I don’t plan to make a habit of posting every review my work receives. It could very quickly become boring for my readers, and it would raise other questions: how would I decide which reviews to post? Some sort of professional standard? Would I ignore bad reviews? Besides, reviews and reader responses tend to leave me feeling gawkish and confused, and this blog doesn’t need a regular feature where I digitally shuffle my feet and fail to make eye contact.

However, I’m making an exception: my friend Pam Rentz (watch for her first published story in Asimov’s August issue!) e-mailed me today to congratulate me on my story being mentioned in Locus Magazine. Now, in case you don’t know, Locus is (in the words of the Independent, “the news organ of choice for the American science-fiction community.” Any sort of mindful, professional creature would already have subscribed to it, and Pam thought this would be old news to me. Luckily I know mindful, professional people like Pam. (I’m also thinking of embarking on a subscription-fest, so perhaps this time tomorrow I’ll be a sober, thoughtful Locus subscriber.)

Anyway, Locus is quite important, and so is Gardner Dozois, the editor and writer who now reviews their short fiction in a column called “Gardnerspace”. This double-scoop of prestige is why I’m breaking my review radio silence in order to report that in the March 2010 issue of Locus, he said “Conditional Love” was “excellent.” “…this is a moving, compassionate story with a killer twist in its tail.”

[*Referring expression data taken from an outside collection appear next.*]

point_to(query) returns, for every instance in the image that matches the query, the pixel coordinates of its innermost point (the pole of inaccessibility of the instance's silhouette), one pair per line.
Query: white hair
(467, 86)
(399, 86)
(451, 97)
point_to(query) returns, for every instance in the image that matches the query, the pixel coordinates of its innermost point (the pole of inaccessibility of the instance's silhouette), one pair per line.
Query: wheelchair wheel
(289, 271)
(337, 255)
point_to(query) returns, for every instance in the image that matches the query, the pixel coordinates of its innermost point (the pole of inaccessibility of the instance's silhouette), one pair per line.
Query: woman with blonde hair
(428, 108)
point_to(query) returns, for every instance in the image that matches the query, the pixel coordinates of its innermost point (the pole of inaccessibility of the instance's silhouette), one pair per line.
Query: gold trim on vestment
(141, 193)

Now you are duly informed of the facts: firstly, that I won’t be posting about my reviews here on a regular basis, and secondly, that I can be shocked out of that position on extraordinary occasions such as this. Thirdly, Gardner Dozois liked my story! Fourthly, I’m a doofus for not subscribing to Locus. I’m glad we could clear these matters up.

P.S. I do not believe in the prognosticative powers of fortune cookies. No matter how accurate they may be.

P.S.2. Maybe I should dig up a May 2008 issue and see what the reviewer they had then thought of “Burgerdroid”? Maybe someone would have told me if it was exciting — but then again, I don’t think I’d met Pam then.